There once was a time when pilots had to do everything with a plane - they had to be able to repair it and fly it and that meant knowing everything about it.
Today, much of flying is automated, freeing pilots' attention from mundane flight tasks and allowing them to focus on the big picture. Many regard humans as something of a safety net for machines, there in case something goes wrong - but a paper in Human Factors says it doesn't really work that way.
"The automated systems in today's cockpits assume many of the tasks formerly performed by human pilots and do it with impressive reliability," says psychologist Stephen Casner of NASA's Ames Research Center. "This leaves pilots to watch over the automation as it does its work, but people can only concentrate on something uneventful for so long. Humans aren't robots. We can't stare at a green light for hours at a stretch without getting tired, bored, or going crazy."

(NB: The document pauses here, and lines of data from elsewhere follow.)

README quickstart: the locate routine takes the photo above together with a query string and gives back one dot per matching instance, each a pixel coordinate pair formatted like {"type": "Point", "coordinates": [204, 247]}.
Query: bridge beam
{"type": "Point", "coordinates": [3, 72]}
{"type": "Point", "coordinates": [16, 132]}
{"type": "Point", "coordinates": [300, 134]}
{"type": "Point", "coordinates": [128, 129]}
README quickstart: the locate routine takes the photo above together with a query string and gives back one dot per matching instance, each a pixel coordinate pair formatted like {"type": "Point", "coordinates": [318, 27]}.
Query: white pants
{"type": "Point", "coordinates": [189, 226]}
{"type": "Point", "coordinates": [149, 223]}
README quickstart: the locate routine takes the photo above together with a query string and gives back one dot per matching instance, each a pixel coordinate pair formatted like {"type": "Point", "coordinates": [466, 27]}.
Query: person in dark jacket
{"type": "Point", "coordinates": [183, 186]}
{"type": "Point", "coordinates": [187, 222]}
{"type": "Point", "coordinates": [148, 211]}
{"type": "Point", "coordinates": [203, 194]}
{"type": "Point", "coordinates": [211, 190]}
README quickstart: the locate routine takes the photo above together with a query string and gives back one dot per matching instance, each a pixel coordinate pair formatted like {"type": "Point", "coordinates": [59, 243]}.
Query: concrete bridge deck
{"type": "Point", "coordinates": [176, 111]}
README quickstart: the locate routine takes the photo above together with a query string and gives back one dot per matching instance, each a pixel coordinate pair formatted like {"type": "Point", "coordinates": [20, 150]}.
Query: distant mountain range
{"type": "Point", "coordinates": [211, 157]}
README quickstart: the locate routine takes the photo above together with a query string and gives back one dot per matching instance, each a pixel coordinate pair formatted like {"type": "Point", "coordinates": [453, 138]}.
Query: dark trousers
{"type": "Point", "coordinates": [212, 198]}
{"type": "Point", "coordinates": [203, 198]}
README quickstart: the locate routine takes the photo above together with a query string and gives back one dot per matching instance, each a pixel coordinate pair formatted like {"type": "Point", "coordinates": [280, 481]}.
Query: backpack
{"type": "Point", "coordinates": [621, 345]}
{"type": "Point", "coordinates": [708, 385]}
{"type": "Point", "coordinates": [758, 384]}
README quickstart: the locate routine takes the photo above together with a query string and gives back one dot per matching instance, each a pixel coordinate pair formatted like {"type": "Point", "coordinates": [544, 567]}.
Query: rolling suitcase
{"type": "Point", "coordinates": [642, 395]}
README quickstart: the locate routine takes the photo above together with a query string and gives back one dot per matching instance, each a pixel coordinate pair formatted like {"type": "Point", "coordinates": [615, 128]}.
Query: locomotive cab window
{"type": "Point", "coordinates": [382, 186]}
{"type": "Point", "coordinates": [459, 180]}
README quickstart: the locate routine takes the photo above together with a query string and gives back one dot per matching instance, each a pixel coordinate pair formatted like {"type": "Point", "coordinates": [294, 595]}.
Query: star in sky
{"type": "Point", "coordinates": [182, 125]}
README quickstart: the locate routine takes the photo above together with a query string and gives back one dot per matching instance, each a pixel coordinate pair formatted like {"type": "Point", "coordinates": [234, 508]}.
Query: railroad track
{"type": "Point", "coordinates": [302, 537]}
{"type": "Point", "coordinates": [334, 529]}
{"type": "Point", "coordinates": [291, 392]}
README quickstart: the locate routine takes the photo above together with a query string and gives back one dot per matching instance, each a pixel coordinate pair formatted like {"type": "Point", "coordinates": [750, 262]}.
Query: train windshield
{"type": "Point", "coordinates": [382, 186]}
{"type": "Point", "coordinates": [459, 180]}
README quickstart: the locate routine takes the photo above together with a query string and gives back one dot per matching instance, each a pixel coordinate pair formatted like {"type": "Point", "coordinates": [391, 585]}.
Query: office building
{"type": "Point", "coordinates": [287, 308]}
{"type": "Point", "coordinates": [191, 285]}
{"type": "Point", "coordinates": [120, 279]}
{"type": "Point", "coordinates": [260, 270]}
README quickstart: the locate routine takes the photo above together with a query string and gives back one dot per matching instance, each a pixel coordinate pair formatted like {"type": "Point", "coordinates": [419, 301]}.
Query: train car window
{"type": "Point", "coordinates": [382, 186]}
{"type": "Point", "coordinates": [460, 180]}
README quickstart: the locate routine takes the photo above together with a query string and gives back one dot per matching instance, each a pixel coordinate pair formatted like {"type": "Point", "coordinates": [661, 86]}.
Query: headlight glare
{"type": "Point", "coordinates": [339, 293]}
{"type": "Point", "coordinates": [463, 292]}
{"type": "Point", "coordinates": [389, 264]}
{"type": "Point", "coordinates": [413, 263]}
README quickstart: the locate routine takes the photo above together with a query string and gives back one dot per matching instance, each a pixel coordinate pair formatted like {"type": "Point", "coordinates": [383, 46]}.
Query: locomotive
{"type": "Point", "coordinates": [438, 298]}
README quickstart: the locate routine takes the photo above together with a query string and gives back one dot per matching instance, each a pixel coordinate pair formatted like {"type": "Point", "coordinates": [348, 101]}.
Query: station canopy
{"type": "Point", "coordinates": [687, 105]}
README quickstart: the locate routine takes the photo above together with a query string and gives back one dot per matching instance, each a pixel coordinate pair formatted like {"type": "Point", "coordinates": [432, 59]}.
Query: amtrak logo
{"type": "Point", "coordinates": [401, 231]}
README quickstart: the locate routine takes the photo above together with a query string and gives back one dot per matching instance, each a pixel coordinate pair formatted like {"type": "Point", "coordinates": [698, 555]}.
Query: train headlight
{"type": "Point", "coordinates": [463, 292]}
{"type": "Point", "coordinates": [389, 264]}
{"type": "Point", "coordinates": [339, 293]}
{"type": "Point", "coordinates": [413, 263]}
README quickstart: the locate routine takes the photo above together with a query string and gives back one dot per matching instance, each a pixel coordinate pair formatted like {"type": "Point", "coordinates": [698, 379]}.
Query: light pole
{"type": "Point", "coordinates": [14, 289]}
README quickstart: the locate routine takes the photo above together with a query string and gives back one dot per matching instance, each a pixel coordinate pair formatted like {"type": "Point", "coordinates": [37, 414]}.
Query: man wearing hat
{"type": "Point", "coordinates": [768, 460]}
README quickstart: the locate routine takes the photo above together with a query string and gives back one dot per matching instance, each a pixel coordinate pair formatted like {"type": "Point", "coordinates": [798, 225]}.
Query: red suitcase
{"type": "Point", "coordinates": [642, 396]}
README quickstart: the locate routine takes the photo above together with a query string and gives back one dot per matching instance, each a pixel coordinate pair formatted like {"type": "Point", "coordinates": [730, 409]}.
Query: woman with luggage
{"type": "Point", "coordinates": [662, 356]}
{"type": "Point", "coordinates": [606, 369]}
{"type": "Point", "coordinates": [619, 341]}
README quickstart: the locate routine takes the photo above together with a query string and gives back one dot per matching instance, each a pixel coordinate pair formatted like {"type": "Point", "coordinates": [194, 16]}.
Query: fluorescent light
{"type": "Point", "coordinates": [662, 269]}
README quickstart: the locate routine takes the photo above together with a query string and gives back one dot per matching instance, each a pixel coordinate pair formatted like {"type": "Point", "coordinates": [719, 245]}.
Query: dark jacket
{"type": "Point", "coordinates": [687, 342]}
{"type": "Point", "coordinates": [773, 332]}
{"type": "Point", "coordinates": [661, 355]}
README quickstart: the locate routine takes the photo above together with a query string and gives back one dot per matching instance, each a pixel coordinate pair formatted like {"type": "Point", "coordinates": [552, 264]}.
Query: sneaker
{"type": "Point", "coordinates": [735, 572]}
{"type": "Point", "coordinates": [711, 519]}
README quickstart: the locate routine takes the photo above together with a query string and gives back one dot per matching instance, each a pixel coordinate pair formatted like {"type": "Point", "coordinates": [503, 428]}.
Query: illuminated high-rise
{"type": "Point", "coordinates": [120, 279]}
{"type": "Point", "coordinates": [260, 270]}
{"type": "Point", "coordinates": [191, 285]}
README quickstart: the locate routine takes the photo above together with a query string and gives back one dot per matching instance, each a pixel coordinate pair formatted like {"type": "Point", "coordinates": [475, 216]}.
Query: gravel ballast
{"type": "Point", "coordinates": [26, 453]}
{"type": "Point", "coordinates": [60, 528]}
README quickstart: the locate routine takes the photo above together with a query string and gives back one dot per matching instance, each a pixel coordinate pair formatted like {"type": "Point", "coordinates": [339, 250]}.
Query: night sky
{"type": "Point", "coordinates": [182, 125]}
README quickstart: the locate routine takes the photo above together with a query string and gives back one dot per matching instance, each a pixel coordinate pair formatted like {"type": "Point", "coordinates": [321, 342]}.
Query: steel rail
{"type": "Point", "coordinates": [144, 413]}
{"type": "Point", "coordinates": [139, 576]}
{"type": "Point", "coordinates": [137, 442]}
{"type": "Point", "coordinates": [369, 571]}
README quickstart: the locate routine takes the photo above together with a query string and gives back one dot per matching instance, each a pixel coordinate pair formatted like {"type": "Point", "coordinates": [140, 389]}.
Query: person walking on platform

Casner and coauthor Jonathan Schooler designed a flight simulation study in which they asked pilots to follow a published arrival procedure into New York's busy John F. Kennedy International Airport. As the pilots navigated the flight, they were asked about what they were thinking during various levels of automation and to assign their thoughts to three categories: the specific task at hand, higher-level thoughts (for example planning ahead), or thoughts unrelated to the flight (e.g., what's for dinner).
The pilots reported an increase in big-picture flight-related thoughts when using higher levels of automation, but when the flight was progressing according to plan and pilots were not interacting with the automation, their thoughts were more likely to wander.
"The mind is restless," says Schooler, a professor of psychological and brain sciences at the University of California, Santa Barbara. "When we're not given something specific to think about, we come up with something else to think about."
"Pilots limited their off-task thoughts to times in which the automation was doing the flying and all was going according to plan," adds Casner. "Nevertheless, there seem to be potential costs to situations in which pilots disengage from a highly-automated task. What happens when something suddenly goes amiss after long periods of uneventful flight?"
The study's authors concluded that although automation frees pilots' minds from tedious tasks and enables them to focus on the overall flight, it might inadvertently encourage them to devote time to unrelated thoughts. Casner notes that on the basis of these findings, researchers studying cockpit automation might consider rethinking the interaction between humans and machines.
"As technology grows in capability, we seem to be taking the approach of using humans as safety nets for computers," he says. "We need to sort out the strengths and weaknesses of both humans and computers and think of work environments that combine and exploit the best features of both to keep humans meaningfully engaged in their work."